Découvrir les lagunes autrement

Les étangs se laissent apprécier depuis les berges, mais aussi depuis l’eau. Une visite de l’étang de Thau ou une promenade en bateau sur l’étang de Thau offrent un point de vue inédit sur la lagune, ses tables conchylicoles et ses rivages. Pour une approche plus douce et silencieuse, le kayak et le paddle permettent de se glisser au plus près des roselières : KayakMed à Sète propose des sorties à la pagaie entre mer et lagune, idéales pour observer la faune sans la brusquer.

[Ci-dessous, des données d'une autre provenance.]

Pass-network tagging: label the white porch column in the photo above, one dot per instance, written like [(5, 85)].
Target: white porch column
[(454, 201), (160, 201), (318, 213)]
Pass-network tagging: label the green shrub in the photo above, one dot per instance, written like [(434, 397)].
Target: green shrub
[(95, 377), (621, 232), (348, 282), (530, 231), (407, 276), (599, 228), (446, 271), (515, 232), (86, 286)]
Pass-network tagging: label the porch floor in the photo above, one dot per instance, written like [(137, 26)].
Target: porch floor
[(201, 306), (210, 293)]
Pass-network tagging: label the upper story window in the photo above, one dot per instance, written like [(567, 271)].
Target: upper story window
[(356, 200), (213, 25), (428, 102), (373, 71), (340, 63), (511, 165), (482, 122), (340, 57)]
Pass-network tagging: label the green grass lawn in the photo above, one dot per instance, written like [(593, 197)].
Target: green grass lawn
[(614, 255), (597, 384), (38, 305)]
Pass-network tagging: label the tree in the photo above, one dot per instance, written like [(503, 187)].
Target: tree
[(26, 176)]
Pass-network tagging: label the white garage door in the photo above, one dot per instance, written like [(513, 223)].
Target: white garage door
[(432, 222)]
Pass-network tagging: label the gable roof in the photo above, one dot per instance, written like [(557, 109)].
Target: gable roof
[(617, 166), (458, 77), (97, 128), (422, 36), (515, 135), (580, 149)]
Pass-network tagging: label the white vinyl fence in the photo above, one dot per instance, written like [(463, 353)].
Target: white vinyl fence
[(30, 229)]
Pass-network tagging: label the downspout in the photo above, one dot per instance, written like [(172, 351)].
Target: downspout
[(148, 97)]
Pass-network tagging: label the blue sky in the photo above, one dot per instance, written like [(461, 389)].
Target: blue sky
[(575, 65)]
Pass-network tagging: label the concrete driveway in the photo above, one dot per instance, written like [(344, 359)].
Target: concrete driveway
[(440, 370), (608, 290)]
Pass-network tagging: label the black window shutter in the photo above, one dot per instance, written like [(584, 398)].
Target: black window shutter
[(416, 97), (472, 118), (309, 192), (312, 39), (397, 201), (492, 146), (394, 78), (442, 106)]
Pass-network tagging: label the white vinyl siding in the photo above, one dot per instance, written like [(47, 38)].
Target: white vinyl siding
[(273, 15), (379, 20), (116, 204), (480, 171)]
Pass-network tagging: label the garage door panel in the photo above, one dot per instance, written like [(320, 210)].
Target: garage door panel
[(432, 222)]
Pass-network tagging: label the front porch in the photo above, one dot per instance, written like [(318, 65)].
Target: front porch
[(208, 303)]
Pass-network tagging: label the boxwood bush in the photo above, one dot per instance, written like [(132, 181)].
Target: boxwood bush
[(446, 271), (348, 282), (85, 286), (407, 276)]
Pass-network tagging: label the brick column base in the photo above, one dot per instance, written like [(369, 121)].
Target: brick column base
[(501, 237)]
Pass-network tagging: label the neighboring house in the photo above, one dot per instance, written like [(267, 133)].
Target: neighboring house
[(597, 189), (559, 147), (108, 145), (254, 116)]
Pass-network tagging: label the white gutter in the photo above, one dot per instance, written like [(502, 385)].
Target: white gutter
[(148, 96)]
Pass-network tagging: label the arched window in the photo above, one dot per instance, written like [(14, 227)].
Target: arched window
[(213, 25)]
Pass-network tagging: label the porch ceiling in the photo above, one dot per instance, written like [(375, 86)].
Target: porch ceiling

Quelle que soit la manière choisie, ces paysages de transition invitent à ralentir. Munissez-vous de jumelles, respectez la quiétude des lieux et laissez le regard se perdre sur les reflets des étangs. Entre le sel des anciens salins, le vol des flamants roses et le silence des marais, le littoral de Thau dévoile une nature discrète et généreuse, à contempler en toute saison.

Question fréquemment posées

Les flamants roses s’observent facilement sur les étangs de Vic, d’Ingril et des Pierres Blanches qui entourent Vic-la-Gardiole, ainsi que dans les anciens salins de Frontignan. Le matin tôt et en fin d’après-midi sont les meilleurs moments, quand les oiseaux sont les plus actifs.
Ce sont d’anciens bassins d’exploitation du sel, l’or blanc récolté pendant environ trois siècles. On y voit encore canaux, tables salantes et digues. Devenus sanctuaires de biodiversité, ils accueillent aujourd’hui une flore halophile et de nombreux oiseaux.
Ces lagunes reçoivent à la fois de l’eau douce, apportée par les ruisseaux qui descendent du massif de la Gardiole, et de l’eau salée venue de la mer et des canaux. Ce mélange crée une salinité intermédiaire qui explique la richesse exceptionnelle de leur faune et de leur flore.
À pied ou à vélo le long des sentiers qui bordent les étangs, lors de balades nature guidées dans les salins, ou depuis l’eau en bateau, en kayak ou en paddle. Prévoyez des jumelles et respectez la tranquillité des oiseaux.